La vicenda risale al 2016. Al centro di tutto, una baita a Valvestino, piccolo comune che guarda il lago di Garda dall’alto, a monte di Limone. Lì un tedesco aveva acquistato, tempo prima, una baita. Ma vivendo all’estero, l’aveva lasciata ovviamente chiusa a chiave.
Peccato che durante la sua assenza la casetta non sia rimasta esattamente vuota: un uomo è entrato e, di fatto, ci ha vissuto dentro. Il tedesco se n’è accorto solo una volta tornato, quando si è trovato la casa chiusa con un lucchetto che non aveva mai installato.

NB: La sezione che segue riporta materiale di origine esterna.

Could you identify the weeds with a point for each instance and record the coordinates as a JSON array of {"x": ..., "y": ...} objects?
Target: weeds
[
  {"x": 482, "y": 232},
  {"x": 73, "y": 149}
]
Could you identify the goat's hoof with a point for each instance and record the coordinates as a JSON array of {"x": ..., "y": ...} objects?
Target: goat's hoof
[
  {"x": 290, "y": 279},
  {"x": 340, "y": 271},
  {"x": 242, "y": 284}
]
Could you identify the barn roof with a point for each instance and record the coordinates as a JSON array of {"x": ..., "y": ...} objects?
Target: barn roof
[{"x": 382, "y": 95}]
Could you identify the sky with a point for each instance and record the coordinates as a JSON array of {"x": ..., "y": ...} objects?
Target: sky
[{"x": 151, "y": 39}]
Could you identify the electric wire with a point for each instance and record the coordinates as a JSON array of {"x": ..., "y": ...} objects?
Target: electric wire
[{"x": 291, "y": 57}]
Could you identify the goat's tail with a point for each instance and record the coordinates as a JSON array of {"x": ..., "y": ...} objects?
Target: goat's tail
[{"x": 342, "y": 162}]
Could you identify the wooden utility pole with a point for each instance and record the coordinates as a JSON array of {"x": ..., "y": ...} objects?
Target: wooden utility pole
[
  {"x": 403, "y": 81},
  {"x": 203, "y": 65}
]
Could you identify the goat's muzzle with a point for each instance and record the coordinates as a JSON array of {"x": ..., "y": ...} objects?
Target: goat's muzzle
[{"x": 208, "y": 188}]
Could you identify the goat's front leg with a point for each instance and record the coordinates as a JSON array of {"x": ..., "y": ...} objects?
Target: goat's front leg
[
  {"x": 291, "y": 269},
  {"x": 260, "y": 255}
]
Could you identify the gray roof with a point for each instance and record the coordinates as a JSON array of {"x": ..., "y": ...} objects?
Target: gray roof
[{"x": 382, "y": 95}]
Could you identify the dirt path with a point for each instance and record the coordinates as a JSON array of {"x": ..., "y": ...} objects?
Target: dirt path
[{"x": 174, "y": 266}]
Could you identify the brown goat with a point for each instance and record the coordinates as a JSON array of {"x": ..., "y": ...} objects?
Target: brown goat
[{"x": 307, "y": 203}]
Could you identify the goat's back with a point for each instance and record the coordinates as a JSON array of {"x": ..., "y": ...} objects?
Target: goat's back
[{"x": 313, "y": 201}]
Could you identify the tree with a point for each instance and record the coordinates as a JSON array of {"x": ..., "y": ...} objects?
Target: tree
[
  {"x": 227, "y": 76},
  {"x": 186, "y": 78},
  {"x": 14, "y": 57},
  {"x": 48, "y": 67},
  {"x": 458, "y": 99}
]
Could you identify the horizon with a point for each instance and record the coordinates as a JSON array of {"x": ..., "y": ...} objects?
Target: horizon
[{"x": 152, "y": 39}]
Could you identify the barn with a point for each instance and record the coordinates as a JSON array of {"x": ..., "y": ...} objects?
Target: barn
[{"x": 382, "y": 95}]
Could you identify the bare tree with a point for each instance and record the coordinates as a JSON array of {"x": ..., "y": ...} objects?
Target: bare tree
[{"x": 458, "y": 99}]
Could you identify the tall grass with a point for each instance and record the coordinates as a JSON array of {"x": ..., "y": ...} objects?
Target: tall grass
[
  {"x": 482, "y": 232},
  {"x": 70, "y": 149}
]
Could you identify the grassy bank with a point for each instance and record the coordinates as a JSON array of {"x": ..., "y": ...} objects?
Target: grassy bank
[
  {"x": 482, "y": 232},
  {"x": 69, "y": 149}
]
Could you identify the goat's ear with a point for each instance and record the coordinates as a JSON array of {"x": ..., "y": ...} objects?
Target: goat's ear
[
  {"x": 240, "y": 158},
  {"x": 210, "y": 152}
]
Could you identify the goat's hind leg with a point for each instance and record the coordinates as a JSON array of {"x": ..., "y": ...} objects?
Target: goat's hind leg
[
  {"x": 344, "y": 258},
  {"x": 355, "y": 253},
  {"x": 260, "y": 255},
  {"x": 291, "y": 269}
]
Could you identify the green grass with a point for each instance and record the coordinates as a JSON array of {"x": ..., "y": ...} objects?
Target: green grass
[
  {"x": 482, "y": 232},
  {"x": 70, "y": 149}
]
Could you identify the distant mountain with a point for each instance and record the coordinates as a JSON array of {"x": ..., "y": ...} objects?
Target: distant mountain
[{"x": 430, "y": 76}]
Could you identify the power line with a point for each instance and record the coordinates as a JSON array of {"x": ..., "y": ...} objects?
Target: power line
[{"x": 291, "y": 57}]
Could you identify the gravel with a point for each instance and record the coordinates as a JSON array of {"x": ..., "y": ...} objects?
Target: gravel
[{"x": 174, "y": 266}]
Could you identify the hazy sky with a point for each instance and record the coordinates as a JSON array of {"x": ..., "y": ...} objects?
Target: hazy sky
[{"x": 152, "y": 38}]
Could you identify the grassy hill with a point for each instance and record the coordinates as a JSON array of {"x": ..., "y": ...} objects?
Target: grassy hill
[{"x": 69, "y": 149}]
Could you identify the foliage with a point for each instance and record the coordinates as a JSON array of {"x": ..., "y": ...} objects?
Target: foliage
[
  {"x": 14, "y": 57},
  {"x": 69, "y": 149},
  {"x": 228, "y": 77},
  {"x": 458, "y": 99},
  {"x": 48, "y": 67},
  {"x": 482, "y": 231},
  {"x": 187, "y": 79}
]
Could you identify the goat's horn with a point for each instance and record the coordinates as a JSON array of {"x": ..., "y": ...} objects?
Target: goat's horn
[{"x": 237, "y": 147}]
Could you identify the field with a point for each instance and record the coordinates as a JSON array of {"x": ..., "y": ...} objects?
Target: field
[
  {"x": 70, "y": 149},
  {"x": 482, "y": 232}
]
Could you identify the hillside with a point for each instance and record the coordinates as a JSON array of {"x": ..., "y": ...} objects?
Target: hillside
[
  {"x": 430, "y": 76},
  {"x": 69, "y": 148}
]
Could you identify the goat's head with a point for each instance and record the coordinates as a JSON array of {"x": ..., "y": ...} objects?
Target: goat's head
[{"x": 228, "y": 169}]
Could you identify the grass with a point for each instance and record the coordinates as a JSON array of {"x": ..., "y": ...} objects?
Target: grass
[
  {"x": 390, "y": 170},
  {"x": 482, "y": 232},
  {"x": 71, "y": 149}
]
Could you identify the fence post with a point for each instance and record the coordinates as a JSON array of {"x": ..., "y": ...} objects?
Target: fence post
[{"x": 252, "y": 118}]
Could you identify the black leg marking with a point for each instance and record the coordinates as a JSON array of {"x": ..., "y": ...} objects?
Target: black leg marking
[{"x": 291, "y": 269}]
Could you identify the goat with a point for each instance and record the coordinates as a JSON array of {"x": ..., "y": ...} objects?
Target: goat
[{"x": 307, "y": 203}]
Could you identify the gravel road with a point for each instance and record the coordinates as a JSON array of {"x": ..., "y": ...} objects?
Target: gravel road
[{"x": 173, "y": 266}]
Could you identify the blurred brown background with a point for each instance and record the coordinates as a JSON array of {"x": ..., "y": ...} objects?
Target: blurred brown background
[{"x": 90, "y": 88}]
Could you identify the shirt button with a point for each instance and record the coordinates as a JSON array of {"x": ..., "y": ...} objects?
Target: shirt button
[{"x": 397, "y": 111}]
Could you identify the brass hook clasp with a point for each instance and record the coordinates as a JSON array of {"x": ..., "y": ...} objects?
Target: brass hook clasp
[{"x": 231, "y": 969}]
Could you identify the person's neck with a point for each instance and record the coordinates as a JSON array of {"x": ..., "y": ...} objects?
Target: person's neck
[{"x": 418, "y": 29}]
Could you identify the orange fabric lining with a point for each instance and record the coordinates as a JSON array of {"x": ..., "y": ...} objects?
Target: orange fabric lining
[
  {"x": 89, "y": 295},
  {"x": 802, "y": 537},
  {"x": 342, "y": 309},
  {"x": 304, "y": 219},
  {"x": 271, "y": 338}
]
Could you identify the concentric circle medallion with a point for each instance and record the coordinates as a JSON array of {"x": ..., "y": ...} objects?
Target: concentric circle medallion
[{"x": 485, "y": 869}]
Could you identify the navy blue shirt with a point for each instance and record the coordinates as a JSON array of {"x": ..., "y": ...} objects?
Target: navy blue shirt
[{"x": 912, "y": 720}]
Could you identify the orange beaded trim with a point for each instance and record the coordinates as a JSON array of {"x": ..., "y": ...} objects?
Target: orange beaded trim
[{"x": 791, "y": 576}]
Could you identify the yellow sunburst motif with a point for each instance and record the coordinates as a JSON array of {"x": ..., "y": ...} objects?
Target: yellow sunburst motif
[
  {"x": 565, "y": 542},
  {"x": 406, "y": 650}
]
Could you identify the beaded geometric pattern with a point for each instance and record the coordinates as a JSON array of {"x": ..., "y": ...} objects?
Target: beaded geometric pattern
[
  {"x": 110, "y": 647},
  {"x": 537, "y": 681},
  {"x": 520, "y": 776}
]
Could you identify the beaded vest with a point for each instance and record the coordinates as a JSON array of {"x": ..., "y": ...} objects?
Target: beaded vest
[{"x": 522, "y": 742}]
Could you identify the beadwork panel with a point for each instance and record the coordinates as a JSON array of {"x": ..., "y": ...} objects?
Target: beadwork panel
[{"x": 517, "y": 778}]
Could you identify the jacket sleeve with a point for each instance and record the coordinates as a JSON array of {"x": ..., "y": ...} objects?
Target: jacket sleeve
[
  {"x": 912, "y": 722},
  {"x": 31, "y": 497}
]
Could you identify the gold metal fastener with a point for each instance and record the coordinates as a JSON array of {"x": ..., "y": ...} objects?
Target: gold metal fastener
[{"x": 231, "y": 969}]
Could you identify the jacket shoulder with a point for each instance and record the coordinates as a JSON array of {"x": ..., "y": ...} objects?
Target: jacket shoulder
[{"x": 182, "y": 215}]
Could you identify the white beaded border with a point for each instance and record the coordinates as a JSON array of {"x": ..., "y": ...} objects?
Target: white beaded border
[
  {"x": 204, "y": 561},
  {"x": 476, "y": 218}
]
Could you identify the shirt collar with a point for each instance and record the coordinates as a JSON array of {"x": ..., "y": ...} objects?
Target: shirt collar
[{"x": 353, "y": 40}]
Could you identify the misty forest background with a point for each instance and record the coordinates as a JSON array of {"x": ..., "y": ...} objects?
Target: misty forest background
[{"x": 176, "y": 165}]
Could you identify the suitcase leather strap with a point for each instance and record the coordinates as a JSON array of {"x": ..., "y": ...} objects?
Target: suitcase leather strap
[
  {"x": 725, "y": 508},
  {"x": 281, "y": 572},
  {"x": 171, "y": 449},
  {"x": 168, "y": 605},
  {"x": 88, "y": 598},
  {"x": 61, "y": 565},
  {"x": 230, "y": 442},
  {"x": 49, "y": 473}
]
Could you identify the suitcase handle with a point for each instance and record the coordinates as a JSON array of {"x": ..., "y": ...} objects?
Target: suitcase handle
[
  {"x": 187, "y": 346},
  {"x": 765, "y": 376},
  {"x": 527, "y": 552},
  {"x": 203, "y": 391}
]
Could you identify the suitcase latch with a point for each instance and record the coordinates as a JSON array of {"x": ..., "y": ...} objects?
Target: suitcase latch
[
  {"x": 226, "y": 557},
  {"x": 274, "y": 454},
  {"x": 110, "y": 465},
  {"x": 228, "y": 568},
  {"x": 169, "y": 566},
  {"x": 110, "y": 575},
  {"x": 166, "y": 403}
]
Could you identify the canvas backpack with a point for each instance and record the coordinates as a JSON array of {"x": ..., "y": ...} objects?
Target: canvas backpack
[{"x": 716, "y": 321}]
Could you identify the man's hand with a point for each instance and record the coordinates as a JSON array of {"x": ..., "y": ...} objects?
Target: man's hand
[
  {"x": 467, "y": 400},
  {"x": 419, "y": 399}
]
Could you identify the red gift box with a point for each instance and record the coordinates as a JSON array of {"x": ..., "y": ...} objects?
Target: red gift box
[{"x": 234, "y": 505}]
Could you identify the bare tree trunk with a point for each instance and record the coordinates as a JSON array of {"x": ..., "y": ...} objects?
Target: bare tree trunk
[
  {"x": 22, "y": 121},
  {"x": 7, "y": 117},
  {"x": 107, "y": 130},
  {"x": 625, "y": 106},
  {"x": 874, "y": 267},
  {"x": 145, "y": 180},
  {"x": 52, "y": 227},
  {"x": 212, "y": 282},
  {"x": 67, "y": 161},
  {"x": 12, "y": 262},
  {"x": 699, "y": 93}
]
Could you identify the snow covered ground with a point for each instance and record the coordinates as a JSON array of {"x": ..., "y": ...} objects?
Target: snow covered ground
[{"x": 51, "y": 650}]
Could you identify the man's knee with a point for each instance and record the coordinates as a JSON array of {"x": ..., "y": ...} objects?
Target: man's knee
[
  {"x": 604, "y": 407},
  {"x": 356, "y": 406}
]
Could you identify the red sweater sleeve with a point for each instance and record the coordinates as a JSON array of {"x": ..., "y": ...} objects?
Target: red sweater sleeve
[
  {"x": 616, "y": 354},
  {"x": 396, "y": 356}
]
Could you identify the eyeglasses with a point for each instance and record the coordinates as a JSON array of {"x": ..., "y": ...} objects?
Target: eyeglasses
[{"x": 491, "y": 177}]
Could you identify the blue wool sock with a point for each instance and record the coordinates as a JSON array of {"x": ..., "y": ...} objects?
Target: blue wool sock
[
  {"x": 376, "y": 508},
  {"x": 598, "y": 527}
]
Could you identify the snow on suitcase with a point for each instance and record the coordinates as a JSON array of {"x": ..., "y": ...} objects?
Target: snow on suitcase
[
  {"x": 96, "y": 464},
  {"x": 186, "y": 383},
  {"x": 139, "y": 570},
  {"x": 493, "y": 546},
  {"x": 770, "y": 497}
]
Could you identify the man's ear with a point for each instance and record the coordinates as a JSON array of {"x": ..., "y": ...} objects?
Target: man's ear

Ieri in aula il processo. Da una parte c’è la ricostruzione dell’accusa, che non ha dubbi: l’uomo, pur sapendo ovviamente che quell’edificio non era di sua proprietà, ha deciso di entrarci e farci quel che voleva. Ci ha proprio vissuto, mettendoci un lucchetto. E questo, secondo l’ufficio inquirente, integra il reato di violazione di domicilio. Per questo il pm ha chiesto la pena di 8 mesi di reclusione, tanto più che contro l’imputato pesava anche una recidiva specifica, che ne ha aggravato la posizione.
Di tutt’altro avviso la difesa, rappresentata in aula dall’avvocato Claudio Robol, la cui tesi è chiara: l’uomo non riteneva di commettere alcun abuso. Lui riteneva di aver diritto di starci dentro. Ne era talmente sicuro - ha osservato il legale - che davanti ad un testimone che in un’occasione l’ha trovato là dentro, non solo non ha tentato di scappare, ma ha anche detto chi era, spiegando pure chi era sua nonna. Dando, insomma, tutti gli elementi utili per identificarlo e quindi - col senno di poi - denunciarlo. Un atteggiamento, secondo la difesa, che non sarebbe coerente con il comportamento di chi, consapevolmente, occupa un edificio altrui, trasformandolo in modo arbitrario nella propria dimora. Mancava, insomma, l’elemento soggettivo del dolo. Da qui l’insussistenza del reato.
Ma se questa è la tesi della difesa, d’altro avviso si è dimostrato il giudice Fabio Peloso. Che tuttavia ha ritenuto ci fossero gli estremi per derubricare il reato: non violazione di domicilio, ma il meno grave invasione di edificio. Ed ha condannato l’imputato ad una multa di 800 euro.